Pachamama plays a big part in the ancient Andean religions. The benevolent earth goddess is still worshiped throughout the highlands of Bolivia. She controls the harvest, and demands frequent rituals to be performed in her honor. For example, before drinking chicha, Bolivians spill a bit onto the ground. First drink goes to Pachamama. Llamas are also sacrificed and incense burnt in her honor.
The Andean belief system is based on a reverence of the sun, moon and earth. Miners even pay tribute to the devils of the underworld. Capitalizing on this religious adoration of nature, Bolivia has presented itself as one of the most eco-friendly nations in the world. Congress has afforded full constitutional rights to Mother Earth. In the UN, Bolivia has been at the forefront of the fight to reduce carbon emissions. On the face of things, Mother Nature seems to have no greater ally than Bolivia.

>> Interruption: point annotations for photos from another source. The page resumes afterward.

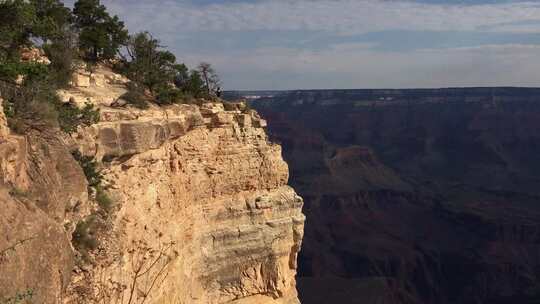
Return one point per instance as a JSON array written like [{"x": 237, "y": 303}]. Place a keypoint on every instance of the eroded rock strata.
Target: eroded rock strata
[
  {"x": 415, "y": 196},
  {"x": 198, "y": 208}
]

But you know what? I have never seen a society more disrespectful to nature than Bolivia’s. Litter is everywhere. People throw whatever they want, wherever they want, whenever they want. It’s disgusting. I swear to God, after giving me a sanctimonious lecture about the power of Pachamama, this guy sitting next to me on the bus tossed a plastic bag full of junk out the window. Just like that. Oh, but pray to Pachamama and worship Pachamama, right? Respect the earth, right? Whatever!
Rivers are choked with bags of trash. Plastic bags of rotting food, bottles, boxes, old toys and clothes litter every ditch. So what is it, Bolivia? Do we worship and respect Pachamama, or abuse and tarnish her? Of course, hypocrisy is a part of every society and every religion, but the lip service paid to Mother Earth versus the reality of pollution in Bolivia is truly something else.